Iran to Build an Oil Pipeline Across the Isthmus of Kra in Malaysia
April 28, Kuala Lumpur (EIRNS) - A 320 km pipeline is to be built across the Ishmus of Kra in northern Malaysia, costing $4.5 billion, substantially funded by the National Iran Oil Company.
The Financial Times reports The New Straits pipeline will be operational in 2010. It will be capable of transporting 800 barrels of oil per day, running from a small island above Penang, across northern Malaysia, along the border with southern Thailand to the east coast of Malaysia near the city of Kota Baru.
With a refinery at both ends for downstream oil products, it will bring welcomed development to two of Malaysia's poorer States. Tankers will unload Iranian oil to a refinery on the island near Penang, pipe it 320 km to the east coast of Malaysia on to waiting tankers.
It will cut 3 days off the journey from the Middle East to China, Japan and South Korea by avoiding the Malacca Straits (50% of the worlds oil passes through this 1000km long narrow and heavily congested seaway) and also avoid Singapore completely.

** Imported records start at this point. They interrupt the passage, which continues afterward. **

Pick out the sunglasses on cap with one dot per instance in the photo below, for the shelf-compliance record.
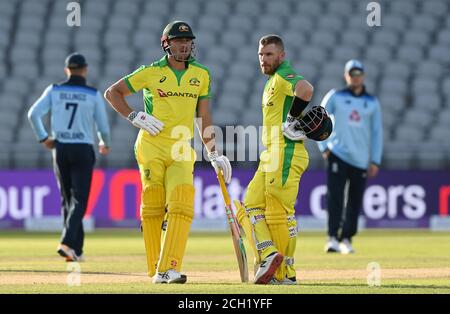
(356, 72)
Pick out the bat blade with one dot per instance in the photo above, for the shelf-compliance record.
(238, 244)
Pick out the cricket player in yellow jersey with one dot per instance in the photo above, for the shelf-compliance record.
(175, 89)
(268, 217)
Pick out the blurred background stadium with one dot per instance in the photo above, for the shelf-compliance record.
(407, 61)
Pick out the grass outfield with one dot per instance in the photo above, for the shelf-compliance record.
(410, 261)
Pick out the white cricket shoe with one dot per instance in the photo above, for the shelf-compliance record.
(81, 258)
(170, 276)
(346, 247)
(267, 268)
(67, 253)
(332, 245)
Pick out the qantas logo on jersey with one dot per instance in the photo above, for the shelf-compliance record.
(175, 94)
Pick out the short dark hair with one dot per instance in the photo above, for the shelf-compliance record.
(272, 39)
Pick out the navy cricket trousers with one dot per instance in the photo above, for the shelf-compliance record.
(73, 165)
(344, 224)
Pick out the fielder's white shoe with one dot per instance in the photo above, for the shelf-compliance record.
(332, 245)
(67, 253)
(346, 247)
(170, 276)
(81, 258)
(285, 281)
(267, 268)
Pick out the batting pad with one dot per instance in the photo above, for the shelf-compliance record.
(289, 257)
(245, 223)
(261, 234)
(152, 215)
(180, 214)
(278, 225)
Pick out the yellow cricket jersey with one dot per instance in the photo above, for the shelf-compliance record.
(276, 103)
(170, 95)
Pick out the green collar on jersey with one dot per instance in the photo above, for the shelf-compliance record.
(164, 62)
(283, 66)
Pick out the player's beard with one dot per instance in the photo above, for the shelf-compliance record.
(271, 68)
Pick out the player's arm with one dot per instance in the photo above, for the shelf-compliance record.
(208, 137)
(328, 104)
(376, 141)
(302, 96)
(115, 95)
(39, 109)
(101, 121)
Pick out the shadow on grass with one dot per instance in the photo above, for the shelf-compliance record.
(391, 286)
(67, 271)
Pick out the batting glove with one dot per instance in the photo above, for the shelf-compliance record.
(221, 163)
(146, 122)
(291, 129)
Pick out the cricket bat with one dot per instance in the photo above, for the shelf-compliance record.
(238, 243)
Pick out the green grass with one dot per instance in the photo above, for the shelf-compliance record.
(116, 258)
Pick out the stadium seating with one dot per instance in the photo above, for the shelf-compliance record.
(407, 60)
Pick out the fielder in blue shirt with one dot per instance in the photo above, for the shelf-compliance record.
(353, 152)
(75, 108)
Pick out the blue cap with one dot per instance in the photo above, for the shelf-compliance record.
(353, 64)
(75, 61)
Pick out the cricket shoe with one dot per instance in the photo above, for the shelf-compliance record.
(285, 281)
(170, 276)
(81, 258)
(67, 253)
(346, 247)
(267, 268)
(332, 246)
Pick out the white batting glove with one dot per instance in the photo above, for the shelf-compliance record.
(146, 121)
(221, 163)
(291, 129)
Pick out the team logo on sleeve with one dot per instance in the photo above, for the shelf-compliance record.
(194, 82)
(161, 93)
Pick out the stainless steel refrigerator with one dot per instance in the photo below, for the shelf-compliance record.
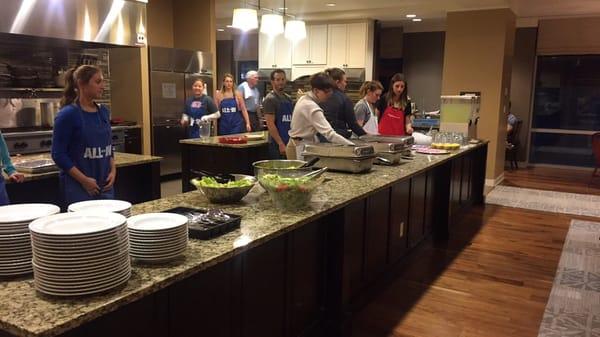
(172, 73)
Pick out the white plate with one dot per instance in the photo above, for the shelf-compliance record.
(76, 223)
(78, 282)
(156, 221)
(84, 269)
(104, 205)
(76, 274)
(26, 212)
(86, 291)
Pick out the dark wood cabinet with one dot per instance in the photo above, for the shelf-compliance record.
(399, 204)
(202, 303)
(376, 234)
(416, 221)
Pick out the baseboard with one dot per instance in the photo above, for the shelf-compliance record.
(494, 182)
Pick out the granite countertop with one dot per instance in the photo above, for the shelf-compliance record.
(214, 141)
(23, 312)
(121, 159)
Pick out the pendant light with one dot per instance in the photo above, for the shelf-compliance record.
(245, 19)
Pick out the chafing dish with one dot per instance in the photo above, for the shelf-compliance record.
(343, 158)
(36, 166)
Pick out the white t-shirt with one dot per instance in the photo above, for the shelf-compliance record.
(308, 120)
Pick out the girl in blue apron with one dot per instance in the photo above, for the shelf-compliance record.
(234, 116)
(82, 139)
(198, 109)
(7, 166)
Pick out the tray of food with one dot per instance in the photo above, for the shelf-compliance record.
(233, 140)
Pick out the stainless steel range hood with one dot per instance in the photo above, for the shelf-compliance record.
(106, 22)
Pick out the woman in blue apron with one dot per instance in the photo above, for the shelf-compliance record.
(277, 109)
(9, 169)
(82, 139)
(198, 109)
(234, 116)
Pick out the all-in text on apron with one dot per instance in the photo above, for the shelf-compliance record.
(231, 120)
(392, 122)
(195, 109)
(283, 122)
(95, 163)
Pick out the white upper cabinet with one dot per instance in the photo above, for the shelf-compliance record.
(312, 49)
(347, 45)
(274, 52)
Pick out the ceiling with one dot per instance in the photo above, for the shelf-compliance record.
(393, 12)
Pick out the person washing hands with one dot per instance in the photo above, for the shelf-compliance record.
(9, 169)
(82, 139)
(198, 109)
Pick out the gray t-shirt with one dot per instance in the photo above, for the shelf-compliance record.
(272, 101)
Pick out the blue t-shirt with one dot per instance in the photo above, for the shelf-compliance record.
(67, 139)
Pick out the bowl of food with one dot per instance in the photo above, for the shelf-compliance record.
(224, 193)
(286, 182)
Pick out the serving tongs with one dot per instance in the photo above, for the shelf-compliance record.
(221, 178)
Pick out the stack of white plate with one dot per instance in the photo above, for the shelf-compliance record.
(103, 205)
(15, 241)
(80, 253)
(157, 237)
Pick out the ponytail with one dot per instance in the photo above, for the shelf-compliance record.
(69, 94)
(73, 77)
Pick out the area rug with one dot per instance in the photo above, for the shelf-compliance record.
(540, 200)
(573, 308)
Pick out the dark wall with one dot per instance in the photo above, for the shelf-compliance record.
(423, 61)
(225, 63)
(522, 82)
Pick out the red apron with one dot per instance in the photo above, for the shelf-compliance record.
(392, 122)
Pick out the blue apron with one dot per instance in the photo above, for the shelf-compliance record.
(96, 138)
(195, 108)
(3, 195)
(231, 120)
(283, 121)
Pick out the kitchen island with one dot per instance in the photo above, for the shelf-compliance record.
(280, 274)
(138, 180)
(211, 155)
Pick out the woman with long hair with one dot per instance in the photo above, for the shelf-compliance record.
(365, 110)
(82, 138)
(395, 119)
(198, 109)
(234, 116)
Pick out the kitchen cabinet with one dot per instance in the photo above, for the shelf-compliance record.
(347, 45)
(274, 52)
(312, 49)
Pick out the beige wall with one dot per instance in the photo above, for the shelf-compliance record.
(159, 14)
(569, 36)
(477, 57)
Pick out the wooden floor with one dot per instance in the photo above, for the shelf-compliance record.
(492, 278)
(545, 178)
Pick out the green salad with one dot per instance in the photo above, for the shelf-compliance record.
(289, 193)
(211, 182)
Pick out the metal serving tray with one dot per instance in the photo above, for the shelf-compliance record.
(37, 166)
(340, 151)
(342, 164)
(405, 140)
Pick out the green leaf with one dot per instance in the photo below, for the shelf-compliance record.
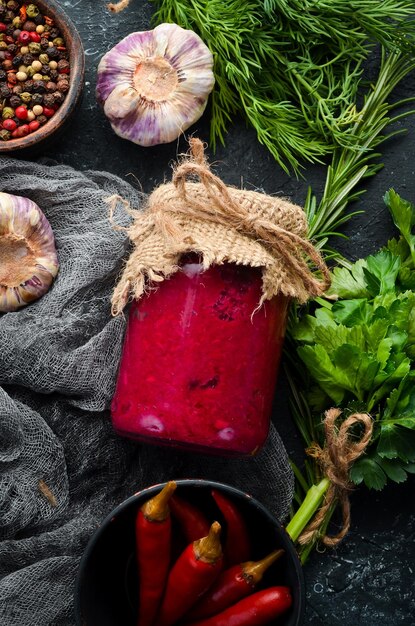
(352, 312)
(403, 214)
(400, 248)
(383, 269)
(318, 362)
(368, 471)
(374, 333)
(349, 283)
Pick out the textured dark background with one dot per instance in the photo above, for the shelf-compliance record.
(369, 578)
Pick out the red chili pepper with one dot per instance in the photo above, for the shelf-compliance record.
(192, 521)
(256, 610)
(191, 576)
(237, 545)
(233, 584)
(153, 542)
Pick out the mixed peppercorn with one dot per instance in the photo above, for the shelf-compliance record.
(34, 69)
(203, 584)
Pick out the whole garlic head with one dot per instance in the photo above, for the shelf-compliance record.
(28, 259)
(154, 84)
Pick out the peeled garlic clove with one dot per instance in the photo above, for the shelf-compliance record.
(28, 259)
(153, 85)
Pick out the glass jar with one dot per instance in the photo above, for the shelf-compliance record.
(200, 361)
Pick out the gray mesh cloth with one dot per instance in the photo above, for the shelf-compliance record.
(62, 468)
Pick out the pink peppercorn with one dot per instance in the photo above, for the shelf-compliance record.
(21, 131)
(24, 37)
(21, 113)
(35, 37)
(9, 125)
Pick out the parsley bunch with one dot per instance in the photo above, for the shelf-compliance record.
(357, 348)
(292, 68)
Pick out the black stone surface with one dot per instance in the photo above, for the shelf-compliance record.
(369, 579)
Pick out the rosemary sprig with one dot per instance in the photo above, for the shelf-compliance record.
(353, 163)
(291, 68)
(350, 165)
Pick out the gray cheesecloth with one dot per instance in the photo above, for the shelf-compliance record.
(62, 467)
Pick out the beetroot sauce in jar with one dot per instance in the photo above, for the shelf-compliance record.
(200, 361)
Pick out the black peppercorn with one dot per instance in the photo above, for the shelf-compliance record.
(29, 26)
(15, 101)
(17, 60)
(53, 53)
(48, 99)
(5, 92)
(37, 98)
(39, 86)
(28, 85)
(59, 97)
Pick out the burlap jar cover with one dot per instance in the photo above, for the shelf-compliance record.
(223, 224)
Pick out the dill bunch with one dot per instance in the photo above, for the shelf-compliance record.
(291, 68)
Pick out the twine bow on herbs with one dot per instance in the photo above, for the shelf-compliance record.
(222, 224)
(335, 459)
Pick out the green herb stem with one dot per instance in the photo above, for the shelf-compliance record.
(307, 509)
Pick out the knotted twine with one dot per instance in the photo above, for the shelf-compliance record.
(336, 459)
(222, 224)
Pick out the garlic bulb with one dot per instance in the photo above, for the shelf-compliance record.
(153, 85)
(28, 259)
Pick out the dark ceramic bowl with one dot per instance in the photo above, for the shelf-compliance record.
(77, 60)
(106, 584)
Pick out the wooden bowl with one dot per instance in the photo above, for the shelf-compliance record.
(106, 586)
(76, 83)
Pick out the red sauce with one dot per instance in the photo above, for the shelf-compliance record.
(199, 362)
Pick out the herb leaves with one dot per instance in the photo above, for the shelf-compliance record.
(359, 350)
(292, 68)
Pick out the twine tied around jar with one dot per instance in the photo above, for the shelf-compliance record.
(222, 224)
(335, 460)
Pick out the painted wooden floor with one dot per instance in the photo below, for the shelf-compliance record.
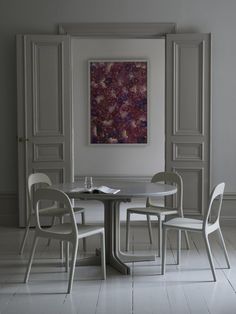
(184, 289)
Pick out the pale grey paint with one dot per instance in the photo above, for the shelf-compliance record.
(45, 127)
(188, 115)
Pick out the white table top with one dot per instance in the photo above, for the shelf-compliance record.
(128, 189)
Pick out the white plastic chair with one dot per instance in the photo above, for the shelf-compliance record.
(34, 180)
(70, 232)
(204, 226)
(160, 211)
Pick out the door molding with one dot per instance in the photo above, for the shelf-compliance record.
(117, 30)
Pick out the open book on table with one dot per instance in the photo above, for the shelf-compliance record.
(97, 190)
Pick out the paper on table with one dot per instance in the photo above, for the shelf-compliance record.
(100, 189)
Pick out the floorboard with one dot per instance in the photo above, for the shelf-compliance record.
(185, 288)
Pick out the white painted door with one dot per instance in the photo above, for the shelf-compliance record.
(44, 111)
(188, 115)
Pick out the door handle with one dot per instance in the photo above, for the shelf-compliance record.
(22, 139)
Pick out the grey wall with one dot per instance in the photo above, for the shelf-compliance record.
(215, 16)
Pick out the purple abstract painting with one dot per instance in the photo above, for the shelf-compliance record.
(118, 102)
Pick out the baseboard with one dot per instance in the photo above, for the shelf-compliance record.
(8, 209)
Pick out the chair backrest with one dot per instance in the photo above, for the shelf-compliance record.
(172, 178)
(49, 194)
(216, 194)
(36, 179)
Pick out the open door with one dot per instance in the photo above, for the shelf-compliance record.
(188, 115)
(44, 111)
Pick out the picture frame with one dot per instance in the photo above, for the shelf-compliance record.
(118, 101)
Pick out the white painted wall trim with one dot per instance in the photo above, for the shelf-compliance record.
(118, 30)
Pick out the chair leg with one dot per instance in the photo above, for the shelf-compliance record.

The British and their off-shore banking assets in Singapore have virulently opposed the building of a canal across the Kra Isthmus in southern Thailand, a project long promoted by Lyndon LaRouche as a crucial "Great Project" for global development. The failure of Thailand to overcome such pressure has resulted in underdevelopment and social chaos in southern Thailand, leading to the bloody insurgency now nearly out of control in the region. The pipeline in Malaysia does not substitute for the Kra Canal, but, if completed, will contribute to weakening the British choke-point in the Malacca Strait.